Date amended:
External
Policy

Assessment of spinal injuries and associated limb impairment

For claims under the 1971 and 1930 Act(s), a person will not receive compensation for a back injury because it is not a specified loss under the respective Act.

Medical evidence supports the understanding that lumbar spine disease, including degenerative joint diseases such as lumbar spondylosis, may also impact lower limb function. Similarly, medical evidence has supported that there can be direct functional outcomes and impacts on upper limb function from a cervical spine injury, including difficulty with grasping and holding and no digital dexterity.

On this basis, essentially, the courts have argued that it is important to recognise that some conditions will affect more than one body part or system and may require consideration and an assessment under more than one table and/or chapter. In Lyons and MRCC (2006) AATA 157, the Tribunal found that referred pain in the lower limbs from a back injury can be assessed as an impairment under PIG Table 9.5, rejecting the assertion that pain causing impairment to the legs must be a neurological consequence of the back injury. This argument was affirmed in Quirk and MRCC (2009) AATA 899.

Whilst the case law specifically dealt with the DRCA, to align the DRCA’s predecessors, the same approach may be taken when determining compensation for injuries covered by the 1930 or 1971 Act.  In effect, this means that where a person suffers an impairment to the lower or upper limbs because of their back/neck injury, they can be compensated for that impairment, where the loss or impairment is specified under either section 12 and Schedule 3 of the 1930 Act, or sections 39 to 42 of the 1971 Act.  Noting that compensation would remain unpayable for any impairment to the back or neck as there is no specified loss/impairment listed in the Table of Maims under either of the 1930 or 1971 Acts with respect of back or neck injuries.

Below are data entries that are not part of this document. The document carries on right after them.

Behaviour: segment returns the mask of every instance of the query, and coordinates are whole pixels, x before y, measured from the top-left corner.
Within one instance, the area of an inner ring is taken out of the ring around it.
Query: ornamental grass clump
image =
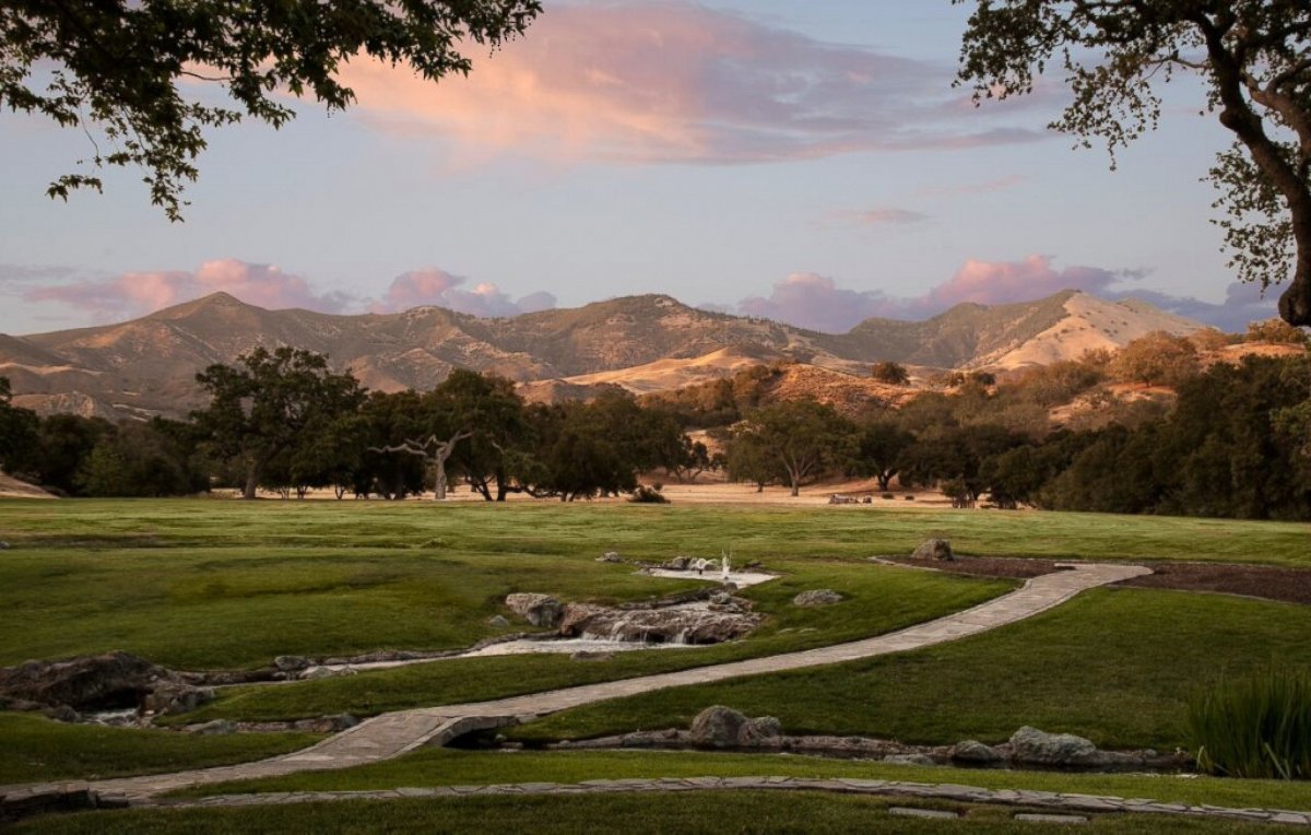
[[[1311,675],[1221,678],[1188,710],[1197,767],[1228,777],[1311,779]]]

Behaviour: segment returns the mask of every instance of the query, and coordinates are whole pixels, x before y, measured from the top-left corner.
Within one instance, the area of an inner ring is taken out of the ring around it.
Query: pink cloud
[[[847,290],[814,273],[793,273],[768,296],[741,300],[735,312],[785,321],[825,333],[846,333],[873,316],[928,319],[962,303],[1008,304],[1041,299],[1062,290],[1116,296],[1113,286],[1139,275],[1100,267],[1057,270],[1049,256],[1023,261],[966,261],[956,275],[919,296],[894,298],[878,290]]]
[[[412,270],[397,275],[387,288],[383,301],[374,304],[372,309],[384,313],[435,305],[473,316],[496,317],[532,313],[556,305],[556,298],[549,292],[534,292],[514,300],[489,282],[475,284],[472,290],[463,290],[461,284],[465,281],[460,275],[437,267]]]
[[[827,43],[682,0],[562,4],[530,33],[433,84],[359,60],[355,113],[475,153],[751,163],[1033,140],[961,113],[953,67]]]
[[[211,292],[227,292],[269,309],[305,308],[338,313],[350,303],[343,294],[316,294],[309,283],[267,263],[236,258],[206,261],[194,273],[180,270],[125,273],[24,292],[28,301],[58,301],[92,313],[94,321],[143,316]]]

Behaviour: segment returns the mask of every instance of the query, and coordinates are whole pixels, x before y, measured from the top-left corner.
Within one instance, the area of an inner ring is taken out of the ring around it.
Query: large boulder
[[[565,611],[564,603],[547,594],[511,594],[506,595],[505,604],[519,617],[543,629],[558,627]]]
[[[910,554],[911,560],[954,560],[952,543],[945,539],[926,539]]]
[[[832,606],[842,603],[842,595],[832,589],[810,589],[792,598],[792,606]]]
[[[696,745],[717,748],[753,747],[783,735],[783,725],[772,716],[747,718],[721,704],[705,708],[692,720],[690,737]]]
[[[1083,737],[1049,734],[1028,725],[1011,737],[1011,758],[1029,766],[1095,766],[1100,754]]]
[[[720,644],[750,634],[760,620],[760,615],[742,611],[617,610],[570,603],[560,634],[644,644]]]
[[[156,692],[168,704],[181,700],[193,707],[208,695],[172,670],[122,651],[0,669],[0,697],[75,710],[144,708]]]

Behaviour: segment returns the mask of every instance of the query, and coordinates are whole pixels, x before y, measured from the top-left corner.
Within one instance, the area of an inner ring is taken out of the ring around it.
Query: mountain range
[[[118,419],[178,417],[205,405],[195,374],[261,345],[326,354],[374,389],[427,389],[461,367],[509,376],[530,398],[552,398],[600,384],[678,388],[780,360],[855,375],[880,360],[1011,370],[1114,350],[1152,330],[1200,328],[1143,301],[1079,291],[960,304],[924,321],[869,319],[842,334],[703,311],[666,295],[480,319],[438,307],[355,316],[266,311],[218,292],[113,325],[0,334],[0,376],[9,378],[17,405]]]

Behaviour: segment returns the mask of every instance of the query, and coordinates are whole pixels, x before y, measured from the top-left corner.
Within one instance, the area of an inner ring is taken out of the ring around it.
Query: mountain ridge
[[[540,389],[598,384],[632,391],[725,376],[745,358],[859,372],[890,360],[936,368],[1012,368],[1116,347],[1148,330],[1202,328],[1134,301],[1080,291],[1002,305],[958,304],[923,321],[869,319],[844,334],[688,307],[665,294],[481,319],[440,307],[397,313],[269,311],[225,292],[110,325],[0,334],[0,375],[42,413],[185,414],[203,405],[195,374],[257,346],[326,354],[375,389],[427,389],[451,368],[489,371]]]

Delegates are reminded to be particularly mindful of applying this when the effect of a spinal condition on limb function is supported with appropriate medical evidence from the person’s treating or assessing medical practitioner. Therefore, if there is medical evidence to support that there is a loss, or loss of efficient use covered by one of the limb tables as a result of a spine condition, then an impairment rating can be assigned and the person compensated accordingly under either the 1930 or 1971 Act.

Example 1: Lumbar spine condition and lower limb impairment

If a person suffers from an impairment as a result of their lumbar spine disease  which became permanent in 1976, the condition and its associated impairment is assessable under the 1971 Act. Where medical evidence provided supports that the person suffers from an impairment to their lower limb function as a direct consequence of the lumbar spine disease, and both the spine and lower limb impairment became permanent prior to the commencement of the DRCA, the impairment is assessable under the Table of Maims. Whilst the spine impairment is not a loss specified under section 39 of the Act and is therefore not compensable, the person may have suffered a loss of efficient use of the leg at or below/above the knee and therefore may be entitled to some lump sum compensation for that impairment.

Where a person is being compensated for an associated limb impairment as a result of an accepted back condition, and the evidence indicates that the entire leg is effected, the delegate should be using one ‘above the knee’ rating (up to 75%), and not both an above the knee and a below the knee rating. In other words compensation is only payable in respect of the ‘major loss’. This is further discussed in 8.1.3 of the DRCA PI Policy Manual.

Example 2: Cervical spine condition and upper limb impairment

Based on medical evidence and judicial consideration, the same rationale can been adopted for the assessment of cervical spine injuries and the associated impairment that impacts upper limb function.

If a person suffers from an impairment as a result of their cervical spine disease which became permanent in 1982, the condition and its associated impairment will be assessed under the 1971 Act for compensation. Where medical evidence supports that the person suffers from an impairment to their upper limb function as a direct consequence of the cervical spine disease, and both the neck and upper limb impairment became permanent prior to the commencement of the DRCA, the impairment is assessable under the Table of Maims. Whilst the cervical spine impairment is not a loss specified under section 39 of the Act and is therefore not compensable, the person may have suffered a loss of efficient use of the arm or the greater part of the arm (or another impairment listed under The Third Schedule (Table of Maims) and therefore may be entitled to some lump sum compensation for that impairment.

Where a person is being compensated for an associated upper limb impairment as a result of an accepted neck condition, and the evidence indicates that the entire upper limb is effected, the delegate should be using one ‘loss of arm at or above elbow’ rating (up to 80%), and not both an above elbow and below elbow rating. In other words compensation is only payable in respect of the ‘major loss’. This is further discussed in 8.1.3 of the DRCA PI Policy Manual.